Publicado no Jornal da Tarde no dia 15 de agosto de 1998


Eis um contista que não escreve à maneira de. No seu primeiro livro, Histórias de Remorsos e Rancores , Luiz Ruffato mostra o que um autor que pretende encarar a literatura deveria mostrar: originalidade, ousadia formal, domínio da narrativa e do assunto, criação de uma linguagem que define o lugar e as pessoas. Raramente se vê livro de estréia em que o autor sabe do que quer falar. Muito menos de como quer falar. O mais comum é vê-lo tateando ora um assunto ora outro, muito preocupado com o caso, no máximo variando o foco narrativo e escorando-se em estilos consagrados pelo sucesso.

Luiz Ruffato não atira a esmo. Sabe aonde chegar e vai indo. Sabe do que quer falar, de que tipo de gente e lugar quer extrair seu assunto. Que é: como podem ser cruéis, destruidoras e rancorosas as relações ente as pessoas numa cidade do interior de Minas Gerais.
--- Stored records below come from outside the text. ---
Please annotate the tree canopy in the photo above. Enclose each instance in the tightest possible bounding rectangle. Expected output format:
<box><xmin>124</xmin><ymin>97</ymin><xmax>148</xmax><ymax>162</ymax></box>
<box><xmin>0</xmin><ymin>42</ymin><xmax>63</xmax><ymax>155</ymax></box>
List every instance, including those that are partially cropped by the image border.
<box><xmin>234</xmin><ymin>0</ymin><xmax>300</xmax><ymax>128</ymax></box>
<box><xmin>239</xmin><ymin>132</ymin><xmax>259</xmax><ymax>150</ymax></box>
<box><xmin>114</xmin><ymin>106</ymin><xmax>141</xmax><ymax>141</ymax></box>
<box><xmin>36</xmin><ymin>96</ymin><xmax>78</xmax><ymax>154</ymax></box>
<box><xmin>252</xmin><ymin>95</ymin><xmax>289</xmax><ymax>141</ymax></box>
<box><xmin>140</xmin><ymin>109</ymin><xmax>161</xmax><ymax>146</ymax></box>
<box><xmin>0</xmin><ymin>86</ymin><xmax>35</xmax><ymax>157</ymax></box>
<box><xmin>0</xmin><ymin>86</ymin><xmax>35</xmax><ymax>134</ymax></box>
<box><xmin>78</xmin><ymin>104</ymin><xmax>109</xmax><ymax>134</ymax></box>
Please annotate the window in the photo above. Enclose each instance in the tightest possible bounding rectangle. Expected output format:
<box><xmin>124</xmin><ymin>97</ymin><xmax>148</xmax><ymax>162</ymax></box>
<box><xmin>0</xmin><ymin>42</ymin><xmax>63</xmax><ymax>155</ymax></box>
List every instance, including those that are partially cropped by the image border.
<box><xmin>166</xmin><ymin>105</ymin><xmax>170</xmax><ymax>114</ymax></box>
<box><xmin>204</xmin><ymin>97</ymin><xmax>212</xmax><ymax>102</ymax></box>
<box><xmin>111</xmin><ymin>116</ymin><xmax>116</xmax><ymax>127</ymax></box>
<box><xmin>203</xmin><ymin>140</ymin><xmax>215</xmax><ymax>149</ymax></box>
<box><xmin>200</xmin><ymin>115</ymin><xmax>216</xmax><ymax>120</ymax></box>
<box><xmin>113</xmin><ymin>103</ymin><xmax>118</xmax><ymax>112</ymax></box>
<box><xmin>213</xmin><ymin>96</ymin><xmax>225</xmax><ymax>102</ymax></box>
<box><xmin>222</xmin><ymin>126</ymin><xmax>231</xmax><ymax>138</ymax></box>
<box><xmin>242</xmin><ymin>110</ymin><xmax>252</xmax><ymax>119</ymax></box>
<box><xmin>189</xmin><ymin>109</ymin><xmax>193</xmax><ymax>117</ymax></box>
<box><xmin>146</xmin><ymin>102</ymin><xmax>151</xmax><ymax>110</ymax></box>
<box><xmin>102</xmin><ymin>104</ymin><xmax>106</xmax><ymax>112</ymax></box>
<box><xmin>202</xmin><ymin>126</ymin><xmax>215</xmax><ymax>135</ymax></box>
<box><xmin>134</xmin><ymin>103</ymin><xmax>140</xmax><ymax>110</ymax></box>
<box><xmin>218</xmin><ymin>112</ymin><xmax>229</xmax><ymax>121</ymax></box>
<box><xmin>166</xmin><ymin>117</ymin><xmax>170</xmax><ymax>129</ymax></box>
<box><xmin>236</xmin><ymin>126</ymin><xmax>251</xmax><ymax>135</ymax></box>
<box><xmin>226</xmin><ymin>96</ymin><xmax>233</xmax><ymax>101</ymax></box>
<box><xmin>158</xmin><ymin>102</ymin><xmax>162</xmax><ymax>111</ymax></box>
Nada é deliberado, nada é feito por ruindade das pessoas, a vida é que é assim. O autor não facilita, não enfeita, não adoça, não é mundano. Antes de lido o livro, o título soa bonito; depois de lido, revela-se exato. São realmente histórias de remorsos e rancores. Uma das qualidades do texto de Ruffato, fruto da experimentação, é o movimento ágil da ação dentro da costura das frases. Dou um exemplo da página 56, e é preciso manter a variação de tipos redondo e itálico que o autor usou:

"Entrou na cozinha, pediu um copo, despejou um trago. Hoje eu me emborracho, Hilda. Você não vai trabalhar mais hoje não? Nem hoje, nem amanhã, nem dia nenhum. Nunca mais?, perguntou, incrédulo. Gracinha repetiu: nunca mais ".
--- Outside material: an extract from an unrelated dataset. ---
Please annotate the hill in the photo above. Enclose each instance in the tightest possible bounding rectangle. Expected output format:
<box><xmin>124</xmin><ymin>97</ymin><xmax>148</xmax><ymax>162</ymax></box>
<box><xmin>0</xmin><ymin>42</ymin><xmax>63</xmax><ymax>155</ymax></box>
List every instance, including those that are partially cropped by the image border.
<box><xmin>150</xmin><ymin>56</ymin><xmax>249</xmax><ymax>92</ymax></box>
Na primeira frase temos o narrador. Na segunda, em itálico, dentro do mesmo parágrafo, temos a fala do personagem, Zito Pereira. Na terceira, a fala da mulher dele, Hilda, perguntando se ele não vai trabalhar. Na quarta, fala de Zito, respondendo que não. Na quinta, parece que é uma fala de Hilda, continuando a conversa, perguntando se nunca mais ele iria trabalhar, porém... Volta o narrador e informa que é Zito quem está falando, "incrédulo". Estranheza do leitor: o que está acontecendo? O que aconteceu foi que o autor, habilmente, operou um corte na ação e no tempo, foi para o passado e introduziu um diálogo de Zito com uma namorada de São Paulo.

Neste conto, "A Danação", há um entrelaçamento muito bem feito de uma frustração antiga (amor e subemprego em São Paulo) com uma frustração nova (esposa e perda do emprego em Cataguases), costuradas pelos autor com a mesma linha. Com isso ele obtém efeitos narrativos que vão surpreendendo agradavelmente o leitor, participante, assim que percebe o truque, do jogo Cataguases-São Paulo, Hilda-Gracinha, vingança-decepção. O tempo, a situação e o lugar variam em montagem rápida que tem muito que ver com cinema. Sempre acreditei que não é preciso avisar ao leitor de todos os movimentos que ocorrem em um texto, que ele saberá se guiar muito bem se o autor tiver empenho. Afinal, há mais de 80 anos o público aprendeu que a cena de um revólver em primeiro plano seguida da cena de um corpo no chão significa um crime. Ruffato tem o engenho necessário.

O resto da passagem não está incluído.